I am really struggling with the reading selection for the ceremony; so much so, that a part of me wishes we were not getting married in a church.
A little background... I grew up in practicing roman catholic family. I went to french catholic school, was actively involved in the church as a child and as a tween and never missed a Sunday mass. Well, as a teen, I got sick; I suffered depression and eating disorders. It really shook my faith and to be honest, it really left a sour taste in my mouth in regards to organised religion. Having teachers and family come see me in the hospital and "pray for my forgiveness" when I was suffering as much as I was, really pushed me away. (I do understand the importance of religion in people's lives and by no means want to be disrespectful to their beliefs. It's a personal choice. I just didn't want to be a part of it anymore.)

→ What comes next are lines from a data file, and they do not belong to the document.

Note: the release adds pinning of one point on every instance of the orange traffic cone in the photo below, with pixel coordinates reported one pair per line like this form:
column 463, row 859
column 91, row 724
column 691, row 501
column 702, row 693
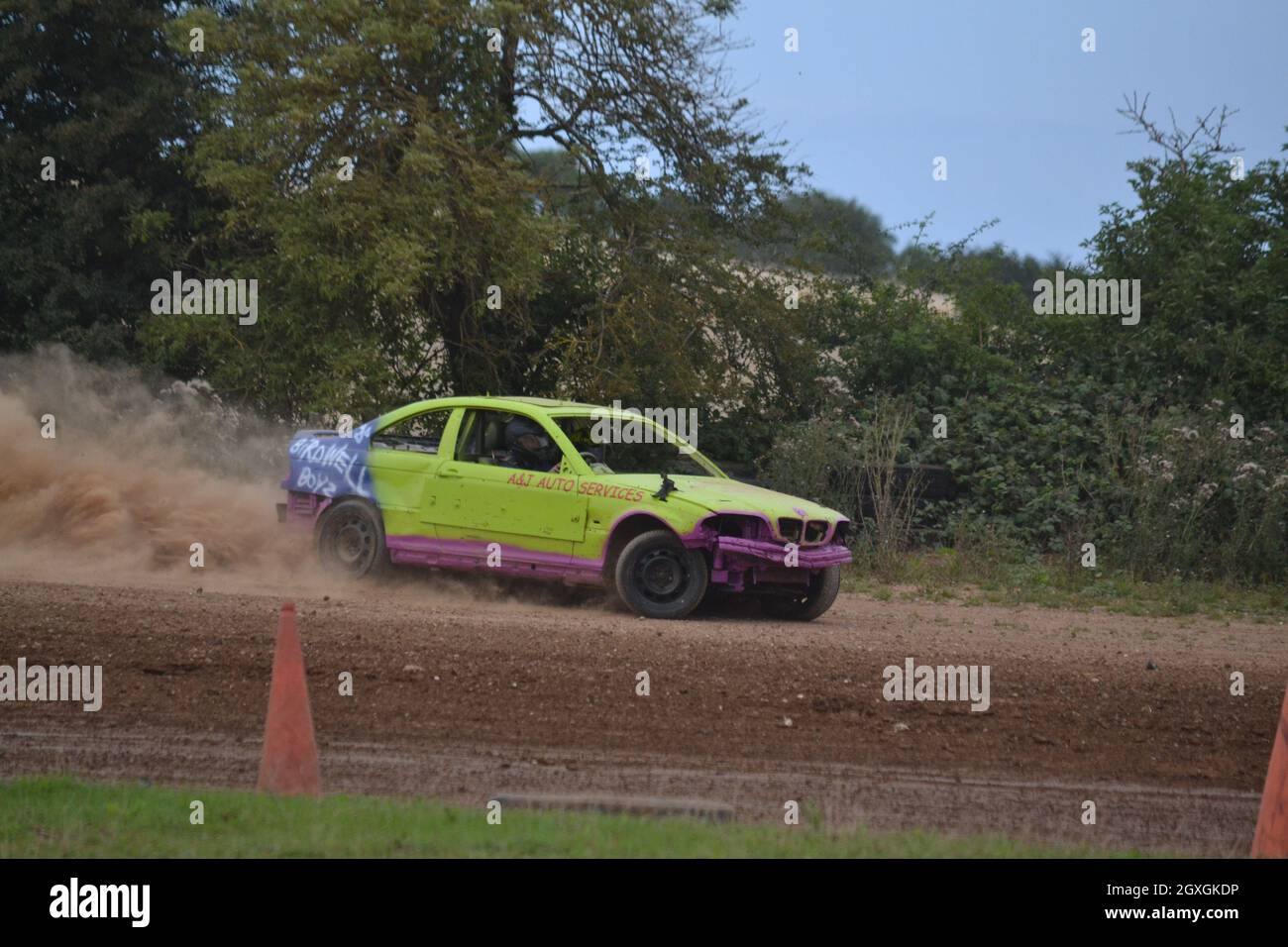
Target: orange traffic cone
column 290, row 764
column 1271, row 838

FI's family are all very active in the Lutheran church and he still tries to go to service on Sundays. We had originally wanted to be married outside the church; we thought it would be easier than picking one of our religions over another (save issues with the families), but FI's mother wasn't too keen on that. FI then expressed his desire to be married in his church, and knowing how much it meant to him (and the fact that I do like the Pastor), I said ok (my mom wasn't so keen on it but understood the reasons). I haven't really had any second thoughts until recently.
I really enjoy our sessions with the Pastor (marriage prep); he's very modern and I do like our discussions. I may not be very "religious" but I am spiritual. I believe in being a good person and doing good things, so we get along haha. But there are lot of things about the scriptures that don't sit well with me. I can't seem to find readings that express words I 100% agree with and I definitely don't want readings that I don't believe in; it just seems wrong.
I haven't mentioned this to FI or to the Pastor... yet. I plan to bring it up tomorrow at our session but I'd like to give FI the heads up. I'm not sure how it will go, and I'm not sure what will happen if I don't just go along with it all.
Ladies, what are your thoughts on this? Should I just suck it up for FI? Should I even bring it up?